Julius Baer Group, a Swiss wealth manager, has announced that its CEO, Philipp Rickenbacher, will step down following significant losses related to its exposure to Austria’s Signa Group.
Leadership Change and Search for Successor
Rickenbacher’s resignation was confirmed on Thursday, and Nic Dreckmann, the current deputy CEO and chief operating officer, will serve as the interim CEO during the period in which the board conducts an external search for a suitable successor.
Financial Performance Affected by Net Credit Losses
Julius Baer released its full-year 2023 results, revealing substantial net credit losses of 606 million Swiss francs ($703 million). This includes a loan-loss allowance of CHF586 million for a significant private-debt exposure that was disclosed in November of the previous year. While the client was not named, media reports have linked these loans to Austrian property group Signa, which recently filed for insolvency.
Stock Performance and Provisioning for Bad Loans
The announcement comes as the company’s shares continue to struggle, having plummeted by over 20% in November 2023 after Julius Baer confirmed the provision of bad loans. The negative impact on the company’s performance further highlights the financial difficulties it has faced.
Background on Signa Group and its Challenges
Rene Benko, a prominent entrepreneur, formerly steered Signa, which had invested in various holdings, including Manhattan’s Chrysler Building, Swiss department-store chain Globus, and London luxury retailer Selfridges. However, rising debts combined with increased interest rates led to financial problems for Signa.

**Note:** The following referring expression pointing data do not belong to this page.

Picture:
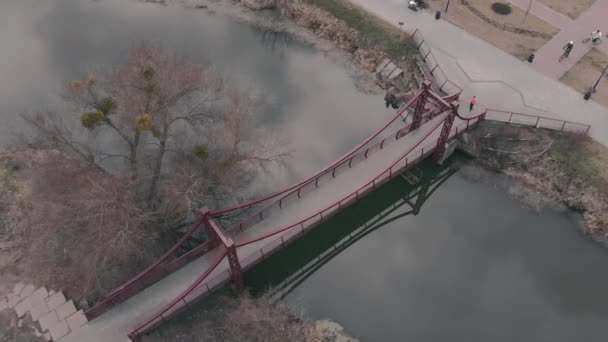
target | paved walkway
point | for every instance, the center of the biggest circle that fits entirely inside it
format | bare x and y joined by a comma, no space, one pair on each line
498,79
547,57
544,12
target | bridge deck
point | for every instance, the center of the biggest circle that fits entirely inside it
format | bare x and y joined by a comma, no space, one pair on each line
114,324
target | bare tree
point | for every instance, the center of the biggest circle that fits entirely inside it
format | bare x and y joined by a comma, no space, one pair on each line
182,136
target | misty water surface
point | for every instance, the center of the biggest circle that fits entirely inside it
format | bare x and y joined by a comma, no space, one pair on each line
474,265
312,108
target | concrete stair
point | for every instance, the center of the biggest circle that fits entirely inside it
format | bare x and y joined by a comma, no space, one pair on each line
56,315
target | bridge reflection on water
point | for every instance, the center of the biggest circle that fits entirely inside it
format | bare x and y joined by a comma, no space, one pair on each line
280,274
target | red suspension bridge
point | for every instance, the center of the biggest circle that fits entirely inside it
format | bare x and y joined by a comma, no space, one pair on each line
241,236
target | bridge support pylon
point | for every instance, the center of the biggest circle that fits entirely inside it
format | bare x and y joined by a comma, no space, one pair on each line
420,104
445,132
236,271
217,236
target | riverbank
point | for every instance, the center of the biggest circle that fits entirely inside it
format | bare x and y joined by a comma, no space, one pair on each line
554,166
339,28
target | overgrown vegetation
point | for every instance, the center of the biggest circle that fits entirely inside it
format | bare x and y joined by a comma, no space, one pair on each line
145,145
373,31
229,319
349,27
567,168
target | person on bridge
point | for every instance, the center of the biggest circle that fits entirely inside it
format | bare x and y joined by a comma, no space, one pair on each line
596,37
567,48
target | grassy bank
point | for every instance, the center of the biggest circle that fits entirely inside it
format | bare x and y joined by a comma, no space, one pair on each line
373,31
563,167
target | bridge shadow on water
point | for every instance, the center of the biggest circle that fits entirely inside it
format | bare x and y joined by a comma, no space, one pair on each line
284,271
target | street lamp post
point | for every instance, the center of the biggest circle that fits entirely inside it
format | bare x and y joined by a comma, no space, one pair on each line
592,90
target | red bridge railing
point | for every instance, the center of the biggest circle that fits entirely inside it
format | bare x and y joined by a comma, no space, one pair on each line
354,150
323,177
292,231
443,82
196,290
153,273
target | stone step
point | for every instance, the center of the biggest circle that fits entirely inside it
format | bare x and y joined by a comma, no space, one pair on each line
66,310
34,299
59,329
76,320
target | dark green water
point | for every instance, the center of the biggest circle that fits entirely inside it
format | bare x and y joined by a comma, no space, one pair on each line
473,265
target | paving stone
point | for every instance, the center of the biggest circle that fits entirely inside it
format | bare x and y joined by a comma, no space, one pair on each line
66,310
56,300
33,300
39,310
39,295
48,320
22,307
13,300
76,320
59,329
27,291
18,288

In January of this year, its subsidiary, German retailer chain Galeria Karstadt Kaufhof, also filed for insolvency.
Julius Baer’s exposure to the group consisted of “three loans to different entities within a European conglomerate active in commercial real estate and luxury retail,” according to the company’s statement.
Julius Baer Announces Changes and Results for 2023
In a recent statement, the chairman of Julius Baer, speaking on behalf of the entire board of directors, expressed deep regret regarding the impact of significant loss allowances on the company’s net profit for 2023. This loss allowance stems from the largest exposure in the private-debt business.

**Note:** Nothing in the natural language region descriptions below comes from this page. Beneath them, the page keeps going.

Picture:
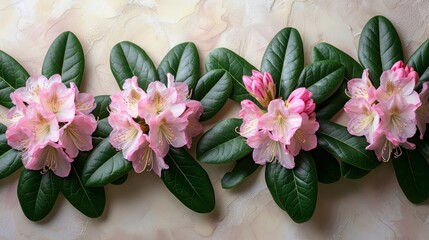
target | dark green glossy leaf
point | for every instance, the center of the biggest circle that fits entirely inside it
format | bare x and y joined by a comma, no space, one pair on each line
121,180
10,159
183,63
294,190
12,76
88,200
104,165
188,181
222,143
325,51
352,172
334,104
65,57
37,193
103,129
236,66
243,168
101,109
322,78
379,47
423,146
420,62
128,60
213,90
412,173
284,60
328,168
336,140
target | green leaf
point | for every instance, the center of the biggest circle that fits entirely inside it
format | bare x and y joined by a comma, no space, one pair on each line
334,104
412,171
328,168
213,90
322,78
284,60
188,181
336,140
420,62
423,146
379,47
222,143
236,66
104,165
294,190
121,180
10,159
88,200
128,60
65,57
243,168
103,129
325,51
351,172
102,103
37,193
12,76
183,63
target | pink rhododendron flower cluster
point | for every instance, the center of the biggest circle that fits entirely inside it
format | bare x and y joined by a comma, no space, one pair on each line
145,124
50,124
282,129
389,115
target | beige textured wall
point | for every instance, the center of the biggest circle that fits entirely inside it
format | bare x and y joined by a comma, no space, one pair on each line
142,208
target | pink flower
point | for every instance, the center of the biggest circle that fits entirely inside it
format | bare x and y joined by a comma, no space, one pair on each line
404,71
145,157
18,137
165,130
59,99
362,88
422,113
383,148
267,150
128,99
50,156
126,134
145,124
18,111
193,111
300,101
250,113
160,98
261,86
47,121
30,93
398,120
364,118
84,102
76,135
305,137
280,121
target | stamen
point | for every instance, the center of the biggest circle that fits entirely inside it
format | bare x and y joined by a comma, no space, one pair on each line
299,136
386,151
398,152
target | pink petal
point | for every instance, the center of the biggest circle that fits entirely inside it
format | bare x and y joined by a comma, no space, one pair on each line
59,100
76,135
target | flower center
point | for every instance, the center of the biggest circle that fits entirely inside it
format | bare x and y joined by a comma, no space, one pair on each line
51,162
167,132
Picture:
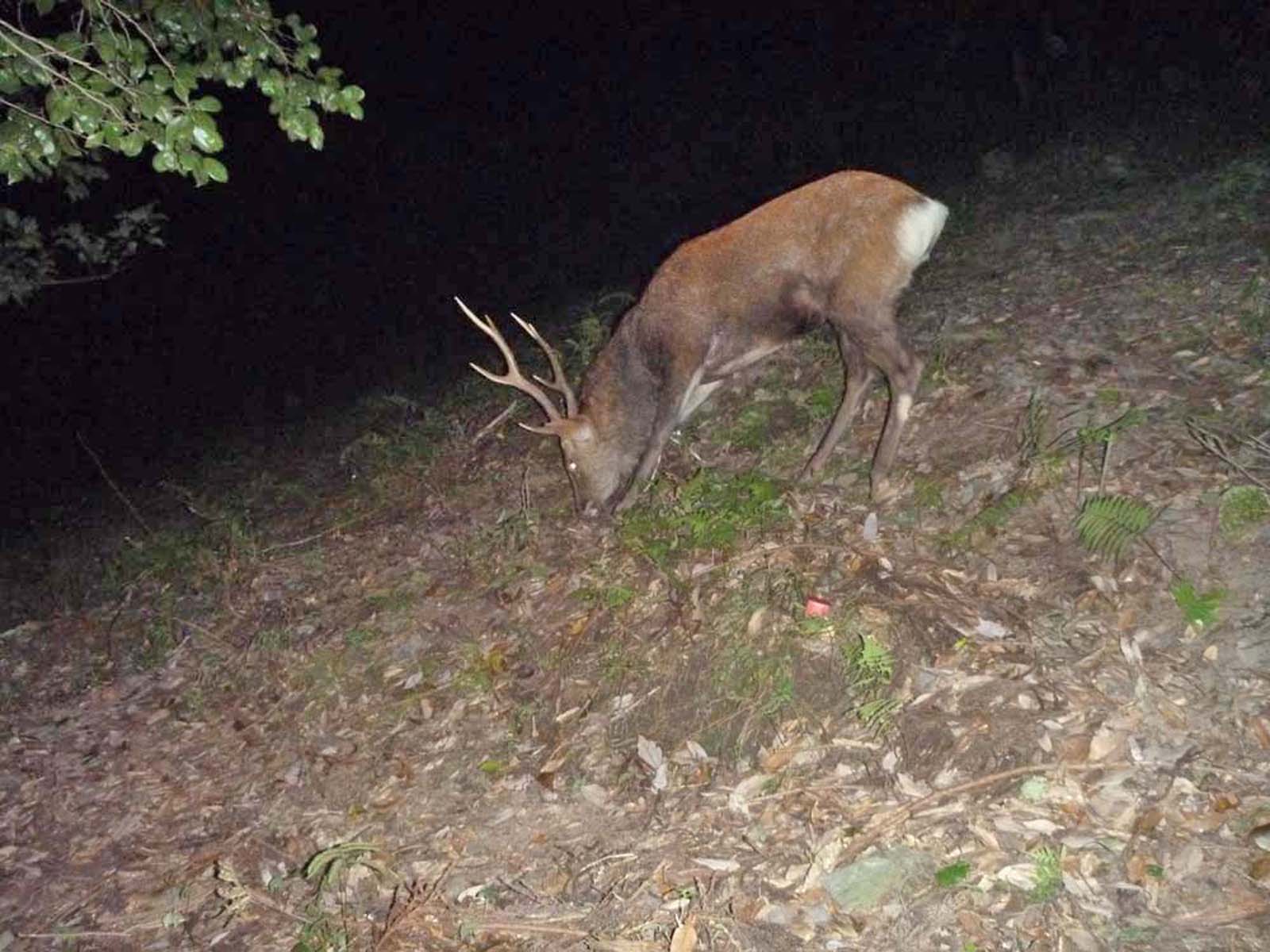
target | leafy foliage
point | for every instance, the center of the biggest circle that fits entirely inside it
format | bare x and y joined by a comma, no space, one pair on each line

As a result of these financial challenges, the CEO, Rickenbacher, and five executives directly involved in credit decisions will not be receiving bonuses for 2023. Additionally, David Nicol, the board’s chair of governance and risk, will not be seeking re-election at the upcoming 2024 annual general meeting.
To refocus its lending activities and leverage its successful long-term track record, Julius Baer has decided to exit its private debt business. Instead, the company will concentrate on its mortgage and credit businesses. As part of this strategic shift, Julius Baer aims to wind down its remaining private debt book, accounting for approximately CHF800 million or 2% of its total loan book.

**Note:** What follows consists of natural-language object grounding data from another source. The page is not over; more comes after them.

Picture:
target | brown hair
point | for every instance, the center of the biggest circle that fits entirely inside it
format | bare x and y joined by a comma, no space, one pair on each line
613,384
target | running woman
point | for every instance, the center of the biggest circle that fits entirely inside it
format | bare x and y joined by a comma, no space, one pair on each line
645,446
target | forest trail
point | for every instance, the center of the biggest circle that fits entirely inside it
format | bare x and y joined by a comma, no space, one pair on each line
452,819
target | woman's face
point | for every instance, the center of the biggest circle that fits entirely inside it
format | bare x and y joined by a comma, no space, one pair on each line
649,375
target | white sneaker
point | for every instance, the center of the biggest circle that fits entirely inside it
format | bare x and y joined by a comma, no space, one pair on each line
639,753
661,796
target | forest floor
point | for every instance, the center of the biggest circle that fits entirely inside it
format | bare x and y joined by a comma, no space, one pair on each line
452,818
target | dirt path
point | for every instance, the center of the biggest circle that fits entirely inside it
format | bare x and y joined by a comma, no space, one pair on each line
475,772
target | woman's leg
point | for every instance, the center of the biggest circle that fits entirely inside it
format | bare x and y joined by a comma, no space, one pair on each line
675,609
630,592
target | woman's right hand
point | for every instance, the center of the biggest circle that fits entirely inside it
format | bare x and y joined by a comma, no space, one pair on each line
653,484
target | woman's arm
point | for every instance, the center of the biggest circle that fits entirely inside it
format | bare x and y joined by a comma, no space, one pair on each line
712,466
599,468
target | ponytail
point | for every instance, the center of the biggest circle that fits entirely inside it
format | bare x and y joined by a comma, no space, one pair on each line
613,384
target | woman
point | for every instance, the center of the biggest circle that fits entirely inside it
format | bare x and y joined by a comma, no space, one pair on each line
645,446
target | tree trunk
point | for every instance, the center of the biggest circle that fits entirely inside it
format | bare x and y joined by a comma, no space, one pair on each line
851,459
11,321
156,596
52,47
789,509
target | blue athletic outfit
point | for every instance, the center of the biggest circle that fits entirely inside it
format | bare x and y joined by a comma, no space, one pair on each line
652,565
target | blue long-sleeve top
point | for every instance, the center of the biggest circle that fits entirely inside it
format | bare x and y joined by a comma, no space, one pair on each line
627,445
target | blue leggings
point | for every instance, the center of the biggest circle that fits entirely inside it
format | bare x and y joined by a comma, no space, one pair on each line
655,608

Despite the challenges faced, Julius Baer achieved a profit of CHF454 million for the full year of 2023, representing a decrease of 52% compared to the previous year. The company also declared a dividend of CHF2.60. Impressively, Julius Baer managed to attract net new money inflows of CHF12.5 billion throughout the year, despite ongoing client deleveraging. This success can be partly attributed to the turmoil in the industry following the collapse of domestic peer Credit Suisse earlier in 2023.